Bunny Brains and No Excuses

I could tell by the look on Charles’ face when I got out of the shower one morning that something was amiss.
Charles has the guiltiest of consciousnesses of anyone I know four legged our not. Charles could teach a college level advanced program on feeling guilty if he could communicate coherent words. Something was up. No garbage all over the floor however, no pee, no poop. I figured it was a flashback to that time he ate the Christmas Pannetonne.
I trotted out of the bathroom and into the laundry room to grab my t-shirt out of the dryer where, there sat Gargamel right in front of the washing machine. Odd, I thought. Gargamel is never in the laundry room, like, ever. Then I looked closer. Gargamel wasn’t alone. Laying in front of him was a pile of fur that wasn’t his colour. I zoomed in closer with my contact-less eyeballs to get a better view. And there lay a rabbit. A dead one.
I will admit at this point I ran out of the laundry room screaming at Gargamel asking him why he would do such a thing. Like I was expecting a response. Then I realized I had recently opened all my windows and my neighbour was outside watering his flowers. Hello! Yep, I’m that lady next door. I promptly settled down and came to remember that Gargamel was still in the laundry room with the rabbit. I could only imagine what was happening now.
I poked my head around the corner trying not to look at what may be awaiting my return. With closed eyeballs I yelled at the cat to get the hell out of there, and get the (fuck) outside. He glared at me like he was possessed with the spirit of this thing. He wouldn’t budge. Well I’m not going to go in there and get in the middle of it!
After I removed myself and had another quiet meltdown/powow, called several girlfriends who all squealed “Ewwww!”, game-planned on what I should be doing about the massacre that was happening at that very moment, Gargamel emerged from the laundry room licking his chops. His demon possessed look was gone, he was back to being the sweet, loving kitty who we (used to) snuggle with in our beds. I promptly threw him in the garden outside and secured any doors he may have entered with his new/old friend.
I then had a chance to look at the damage. The foyer was obviously where the attack happened. It looked like a full blown crime scene. Blood spatter on the walls, smears on the hardwood, pools over by my favourite flip flops…blood all over my favourite flip flops. Damn.
I followed the trail to the bunny’s sad ending in front of my washing machine, where he lay. Dead and headless.
My cat eats brains, I thought to myself then I wondered about how they digest the skulls and if that was good for their tummies.
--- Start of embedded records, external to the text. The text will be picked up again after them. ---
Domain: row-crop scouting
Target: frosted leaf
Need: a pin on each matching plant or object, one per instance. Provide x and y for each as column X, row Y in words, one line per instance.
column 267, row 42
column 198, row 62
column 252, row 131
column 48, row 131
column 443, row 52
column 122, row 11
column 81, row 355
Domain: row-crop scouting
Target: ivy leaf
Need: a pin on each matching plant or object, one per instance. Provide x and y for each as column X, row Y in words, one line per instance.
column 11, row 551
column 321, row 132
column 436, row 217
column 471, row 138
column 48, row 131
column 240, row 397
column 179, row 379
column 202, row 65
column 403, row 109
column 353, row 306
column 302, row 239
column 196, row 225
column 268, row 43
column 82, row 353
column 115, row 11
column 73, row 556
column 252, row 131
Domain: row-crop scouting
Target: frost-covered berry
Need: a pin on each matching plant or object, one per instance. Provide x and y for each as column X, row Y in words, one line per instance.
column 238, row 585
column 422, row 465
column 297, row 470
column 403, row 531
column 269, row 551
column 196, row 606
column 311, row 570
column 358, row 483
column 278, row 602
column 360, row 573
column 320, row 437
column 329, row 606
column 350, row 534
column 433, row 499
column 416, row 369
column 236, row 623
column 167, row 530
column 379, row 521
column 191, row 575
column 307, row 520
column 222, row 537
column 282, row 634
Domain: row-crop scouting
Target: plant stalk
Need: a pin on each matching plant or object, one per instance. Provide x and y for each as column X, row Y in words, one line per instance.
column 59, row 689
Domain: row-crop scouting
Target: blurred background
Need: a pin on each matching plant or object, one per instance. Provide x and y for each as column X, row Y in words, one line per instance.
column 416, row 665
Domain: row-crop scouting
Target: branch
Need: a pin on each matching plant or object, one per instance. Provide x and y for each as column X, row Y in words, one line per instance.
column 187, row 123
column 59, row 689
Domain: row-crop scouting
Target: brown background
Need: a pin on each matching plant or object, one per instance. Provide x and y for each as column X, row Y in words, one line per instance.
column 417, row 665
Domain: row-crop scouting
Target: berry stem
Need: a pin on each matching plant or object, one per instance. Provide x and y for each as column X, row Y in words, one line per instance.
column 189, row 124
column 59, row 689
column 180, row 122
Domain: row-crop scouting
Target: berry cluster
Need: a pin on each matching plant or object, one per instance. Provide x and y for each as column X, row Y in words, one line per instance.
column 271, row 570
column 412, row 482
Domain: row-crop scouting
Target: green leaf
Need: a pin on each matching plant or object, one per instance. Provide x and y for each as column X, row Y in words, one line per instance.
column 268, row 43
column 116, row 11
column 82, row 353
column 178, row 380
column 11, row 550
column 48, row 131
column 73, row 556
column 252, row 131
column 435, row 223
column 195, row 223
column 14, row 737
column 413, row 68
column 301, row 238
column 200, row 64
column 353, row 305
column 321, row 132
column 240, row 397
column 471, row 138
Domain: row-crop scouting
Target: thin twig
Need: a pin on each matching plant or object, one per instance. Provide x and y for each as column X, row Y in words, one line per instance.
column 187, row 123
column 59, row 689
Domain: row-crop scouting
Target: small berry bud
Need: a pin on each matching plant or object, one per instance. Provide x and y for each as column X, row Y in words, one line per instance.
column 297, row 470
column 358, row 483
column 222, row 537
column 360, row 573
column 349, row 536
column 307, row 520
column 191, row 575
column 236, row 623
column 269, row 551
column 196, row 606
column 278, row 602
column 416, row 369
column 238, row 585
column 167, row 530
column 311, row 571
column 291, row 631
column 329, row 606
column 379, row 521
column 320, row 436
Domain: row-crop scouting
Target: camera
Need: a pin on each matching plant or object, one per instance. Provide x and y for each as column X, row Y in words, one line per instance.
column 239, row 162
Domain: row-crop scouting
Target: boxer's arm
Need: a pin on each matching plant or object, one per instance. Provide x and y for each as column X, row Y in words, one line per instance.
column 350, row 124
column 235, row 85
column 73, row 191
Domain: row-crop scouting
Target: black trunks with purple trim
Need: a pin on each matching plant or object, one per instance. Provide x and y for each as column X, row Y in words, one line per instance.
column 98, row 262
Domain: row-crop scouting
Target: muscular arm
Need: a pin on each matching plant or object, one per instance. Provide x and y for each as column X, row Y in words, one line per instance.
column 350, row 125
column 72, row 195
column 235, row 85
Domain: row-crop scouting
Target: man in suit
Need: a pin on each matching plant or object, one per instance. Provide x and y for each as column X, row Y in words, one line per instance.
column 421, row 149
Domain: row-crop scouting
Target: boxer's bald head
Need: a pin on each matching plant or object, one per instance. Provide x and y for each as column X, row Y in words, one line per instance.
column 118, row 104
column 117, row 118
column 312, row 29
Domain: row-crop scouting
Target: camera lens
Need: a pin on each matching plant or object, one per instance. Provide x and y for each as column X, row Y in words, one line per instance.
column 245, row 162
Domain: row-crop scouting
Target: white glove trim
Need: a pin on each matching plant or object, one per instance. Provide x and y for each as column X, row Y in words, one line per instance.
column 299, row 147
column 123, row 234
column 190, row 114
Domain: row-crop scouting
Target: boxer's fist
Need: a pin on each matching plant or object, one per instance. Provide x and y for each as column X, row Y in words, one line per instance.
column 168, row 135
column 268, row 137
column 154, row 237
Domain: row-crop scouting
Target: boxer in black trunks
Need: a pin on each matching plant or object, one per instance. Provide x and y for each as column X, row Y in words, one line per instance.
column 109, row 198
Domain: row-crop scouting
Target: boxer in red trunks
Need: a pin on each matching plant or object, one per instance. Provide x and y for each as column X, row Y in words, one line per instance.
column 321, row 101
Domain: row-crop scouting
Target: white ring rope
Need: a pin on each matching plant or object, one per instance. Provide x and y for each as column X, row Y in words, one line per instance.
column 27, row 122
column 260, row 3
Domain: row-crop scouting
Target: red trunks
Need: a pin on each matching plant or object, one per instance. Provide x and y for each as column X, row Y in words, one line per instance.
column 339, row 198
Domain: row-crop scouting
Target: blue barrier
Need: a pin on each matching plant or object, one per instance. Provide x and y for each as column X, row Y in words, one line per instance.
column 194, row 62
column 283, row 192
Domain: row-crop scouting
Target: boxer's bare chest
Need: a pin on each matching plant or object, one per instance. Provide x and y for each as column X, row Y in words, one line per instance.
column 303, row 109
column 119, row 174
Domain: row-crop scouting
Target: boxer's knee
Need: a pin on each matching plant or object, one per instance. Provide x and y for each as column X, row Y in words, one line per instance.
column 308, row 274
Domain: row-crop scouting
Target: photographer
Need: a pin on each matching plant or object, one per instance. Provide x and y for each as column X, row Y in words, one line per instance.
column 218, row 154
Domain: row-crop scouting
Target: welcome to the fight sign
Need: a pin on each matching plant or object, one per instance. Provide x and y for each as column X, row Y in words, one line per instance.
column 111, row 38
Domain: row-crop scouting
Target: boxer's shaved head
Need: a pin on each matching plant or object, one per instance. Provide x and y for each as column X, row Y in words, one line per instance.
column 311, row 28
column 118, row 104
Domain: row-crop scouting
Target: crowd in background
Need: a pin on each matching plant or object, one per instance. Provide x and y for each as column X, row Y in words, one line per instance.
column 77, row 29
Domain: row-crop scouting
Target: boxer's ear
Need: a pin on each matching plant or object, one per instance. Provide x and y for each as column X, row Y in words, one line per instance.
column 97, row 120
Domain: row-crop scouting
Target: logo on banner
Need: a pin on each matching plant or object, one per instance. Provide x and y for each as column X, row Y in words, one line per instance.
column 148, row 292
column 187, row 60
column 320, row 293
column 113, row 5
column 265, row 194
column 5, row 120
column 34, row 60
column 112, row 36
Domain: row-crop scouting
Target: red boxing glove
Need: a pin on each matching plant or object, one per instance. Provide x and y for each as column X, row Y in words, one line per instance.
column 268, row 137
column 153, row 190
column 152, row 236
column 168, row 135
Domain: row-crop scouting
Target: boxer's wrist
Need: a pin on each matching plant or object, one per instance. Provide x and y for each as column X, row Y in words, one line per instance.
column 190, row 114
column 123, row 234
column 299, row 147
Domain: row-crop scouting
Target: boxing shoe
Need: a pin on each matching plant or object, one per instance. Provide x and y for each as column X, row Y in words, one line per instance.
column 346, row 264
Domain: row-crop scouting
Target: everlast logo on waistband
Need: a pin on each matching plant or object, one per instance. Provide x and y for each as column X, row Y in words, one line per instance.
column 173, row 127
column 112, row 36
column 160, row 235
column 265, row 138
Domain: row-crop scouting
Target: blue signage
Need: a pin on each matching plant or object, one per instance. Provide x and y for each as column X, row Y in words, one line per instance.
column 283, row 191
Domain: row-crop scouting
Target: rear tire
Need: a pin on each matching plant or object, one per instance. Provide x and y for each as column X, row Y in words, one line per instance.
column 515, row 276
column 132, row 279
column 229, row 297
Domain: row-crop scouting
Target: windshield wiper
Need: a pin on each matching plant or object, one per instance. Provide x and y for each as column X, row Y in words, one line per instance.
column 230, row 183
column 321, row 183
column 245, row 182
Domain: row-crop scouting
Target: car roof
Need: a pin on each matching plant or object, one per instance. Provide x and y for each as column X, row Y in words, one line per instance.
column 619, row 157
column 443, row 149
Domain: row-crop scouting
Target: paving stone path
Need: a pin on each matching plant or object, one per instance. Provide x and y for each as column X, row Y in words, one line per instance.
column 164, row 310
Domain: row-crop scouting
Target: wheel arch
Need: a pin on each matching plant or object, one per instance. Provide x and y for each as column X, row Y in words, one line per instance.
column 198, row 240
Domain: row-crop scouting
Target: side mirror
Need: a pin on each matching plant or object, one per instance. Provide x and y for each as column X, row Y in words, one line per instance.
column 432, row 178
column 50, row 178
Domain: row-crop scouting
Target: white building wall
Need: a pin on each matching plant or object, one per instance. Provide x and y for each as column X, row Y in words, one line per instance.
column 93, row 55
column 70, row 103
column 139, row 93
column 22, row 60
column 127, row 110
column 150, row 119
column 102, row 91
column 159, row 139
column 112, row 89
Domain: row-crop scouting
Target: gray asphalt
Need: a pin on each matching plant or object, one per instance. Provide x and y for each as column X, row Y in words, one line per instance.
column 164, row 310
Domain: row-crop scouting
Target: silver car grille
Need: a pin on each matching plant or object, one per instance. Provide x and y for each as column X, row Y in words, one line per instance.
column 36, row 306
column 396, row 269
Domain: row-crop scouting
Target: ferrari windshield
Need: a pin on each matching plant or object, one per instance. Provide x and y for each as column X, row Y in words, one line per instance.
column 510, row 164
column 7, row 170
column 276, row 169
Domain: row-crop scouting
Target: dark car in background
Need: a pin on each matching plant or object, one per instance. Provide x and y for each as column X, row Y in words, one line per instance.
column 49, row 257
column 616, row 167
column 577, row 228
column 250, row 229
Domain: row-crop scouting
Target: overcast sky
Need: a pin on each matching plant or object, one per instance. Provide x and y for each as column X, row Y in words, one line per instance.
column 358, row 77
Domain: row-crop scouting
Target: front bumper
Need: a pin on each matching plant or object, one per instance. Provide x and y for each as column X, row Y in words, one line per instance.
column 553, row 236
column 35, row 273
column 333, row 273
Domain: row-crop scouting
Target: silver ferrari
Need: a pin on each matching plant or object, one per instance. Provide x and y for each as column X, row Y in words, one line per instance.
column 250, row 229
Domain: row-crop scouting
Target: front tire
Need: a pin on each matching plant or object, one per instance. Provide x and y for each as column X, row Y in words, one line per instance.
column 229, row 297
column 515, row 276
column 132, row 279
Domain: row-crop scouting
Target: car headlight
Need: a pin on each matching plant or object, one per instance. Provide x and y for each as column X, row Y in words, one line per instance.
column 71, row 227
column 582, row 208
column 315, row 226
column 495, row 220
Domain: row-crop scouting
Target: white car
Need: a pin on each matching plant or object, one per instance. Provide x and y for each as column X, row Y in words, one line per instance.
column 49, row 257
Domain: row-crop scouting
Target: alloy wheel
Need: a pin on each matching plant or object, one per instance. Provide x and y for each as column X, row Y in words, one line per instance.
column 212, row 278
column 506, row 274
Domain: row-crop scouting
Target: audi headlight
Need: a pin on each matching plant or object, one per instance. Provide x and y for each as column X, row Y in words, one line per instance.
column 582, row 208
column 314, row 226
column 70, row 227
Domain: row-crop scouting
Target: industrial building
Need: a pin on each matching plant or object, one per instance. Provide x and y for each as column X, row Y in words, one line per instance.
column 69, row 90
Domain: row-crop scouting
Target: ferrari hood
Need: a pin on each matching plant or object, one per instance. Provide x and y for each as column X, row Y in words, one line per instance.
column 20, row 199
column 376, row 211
Then I said “I’m sorry” aloud to to the bunny, as if it made a difference, but the thought of this thing fighting for it’s life from a evil predator that I happen to own on top of my flip flop made me feel somewhat sad and responsible. I covered him with a garbage bag and went to the store to buy a gallon of bleach.

“After I dine on bunny brains, my favourite thing to do is sit in a laundry basket and contemplate life.” — Gargamel

I really wanted to wait until the other half got home to get him to clean up the bunny. But then I remembered I made a “no excuses” pact with myself at at the beginning of the week. It was supposed to apply to business and new opportunities but really and unfortunately it kind of applies to dead headless animals that happen to find their way into my home too. I sucked it up and cleaned it up. Then I did an extra round of bleach cleaning for good measure and threw out my flip flops.
I learned a few things from this:
1. Life has a funny way of holding you accountable for the things you say.
2. Cats may be evil after all.
3. I can use the “I cleaned up a dead animal!” rebuttal when any of my family members whines about doing the dishes.
4. Keep your doors closed.
5. If Charles is looking guilty, something bad has happened.